Hi Richard,
porting Python 2.7 to openssl 3.0 doesn't really make sense to me.
We ship Python 2.7 so that developers can test code that needs to work
on Python 2.7 in various deployments like old CentOS/RHEL/etc. Fedora
aims to be a developer-friendly distro and so we want to provide the
tools to do that. Even if it's possible to port Python 2.7 to openssl
3.0 safely with reasonable effort, which I doubt, it would lead to a
different Python 2.7, which would no longer work as a testing ground for
people developing for old deployments.
Hi Tomáš,
Charalampos pinged me and asked me to look into this thread.

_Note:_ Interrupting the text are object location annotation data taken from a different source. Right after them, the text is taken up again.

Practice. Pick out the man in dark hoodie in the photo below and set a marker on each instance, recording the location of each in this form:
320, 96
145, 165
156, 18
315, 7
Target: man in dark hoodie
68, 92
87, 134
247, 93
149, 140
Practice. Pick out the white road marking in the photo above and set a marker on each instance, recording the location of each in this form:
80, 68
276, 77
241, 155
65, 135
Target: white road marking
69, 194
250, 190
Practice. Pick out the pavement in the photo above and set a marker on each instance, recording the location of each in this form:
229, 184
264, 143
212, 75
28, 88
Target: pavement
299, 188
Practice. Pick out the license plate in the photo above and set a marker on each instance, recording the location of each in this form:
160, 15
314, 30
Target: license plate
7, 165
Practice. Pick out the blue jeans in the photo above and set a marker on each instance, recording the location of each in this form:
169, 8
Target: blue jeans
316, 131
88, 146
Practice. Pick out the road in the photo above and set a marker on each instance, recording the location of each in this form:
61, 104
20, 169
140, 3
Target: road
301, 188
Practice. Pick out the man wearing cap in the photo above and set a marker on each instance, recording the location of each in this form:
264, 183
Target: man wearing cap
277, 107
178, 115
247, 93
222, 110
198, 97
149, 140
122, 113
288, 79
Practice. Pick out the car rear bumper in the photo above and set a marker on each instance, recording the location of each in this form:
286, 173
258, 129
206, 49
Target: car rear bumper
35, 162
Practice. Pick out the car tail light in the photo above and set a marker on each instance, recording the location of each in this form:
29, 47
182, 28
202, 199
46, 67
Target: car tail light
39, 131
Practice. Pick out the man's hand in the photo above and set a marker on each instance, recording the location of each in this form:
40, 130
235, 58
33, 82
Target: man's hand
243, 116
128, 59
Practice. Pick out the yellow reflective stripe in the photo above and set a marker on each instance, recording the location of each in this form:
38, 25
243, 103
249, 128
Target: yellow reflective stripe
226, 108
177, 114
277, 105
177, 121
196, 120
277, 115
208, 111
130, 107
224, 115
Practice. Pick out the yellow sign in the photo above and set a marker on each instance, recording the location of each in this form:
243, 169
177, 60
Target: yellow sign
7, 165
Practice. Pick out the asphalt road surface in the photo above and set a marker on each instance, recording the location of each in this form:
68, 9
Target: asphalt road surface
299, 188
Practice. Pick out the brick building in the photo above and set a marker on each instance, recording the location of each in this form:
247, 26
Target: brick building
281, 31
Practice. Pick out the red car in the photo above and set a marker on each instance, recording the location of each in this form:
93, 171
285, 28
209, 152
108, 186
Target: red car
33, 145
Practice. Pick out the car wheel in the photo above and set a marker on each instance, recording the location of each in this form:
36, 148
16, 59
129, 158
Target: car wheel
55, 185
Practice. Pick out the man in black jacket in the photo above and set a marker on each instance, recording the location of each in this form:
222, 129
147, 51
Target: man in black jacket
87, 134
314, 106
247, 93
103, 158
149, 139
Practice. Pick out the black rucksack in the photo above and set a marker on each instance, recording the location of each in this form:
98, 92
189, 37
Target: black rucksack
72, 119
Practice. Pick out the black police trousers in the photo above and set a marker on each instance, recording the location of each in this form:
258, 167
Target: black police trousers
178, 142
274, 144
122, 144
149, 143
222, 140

For those who are not
familiar with me, I'm a CPython core developer and primary maintainer of the ssl and
hashlib module. In the past I have ported Python to OpenSSL 1.1.0 and OpenSSL 3.0.
At first I also thought that it would be a lot of work to port Python 2.7 to OpenSSL 3.0.
It turns out that most tests are actually passing. The Debian downstream patches address
the remaining issue.
-
https://salsa.debian.org/cpython-team/python2/-/blob/master/debian/patche...
fixes version number comparison and a different representation of IPv6 addresses in 3.0.
-
https://salsa.debian.org/cpython-team/python2/-/blob/master/debian/patche...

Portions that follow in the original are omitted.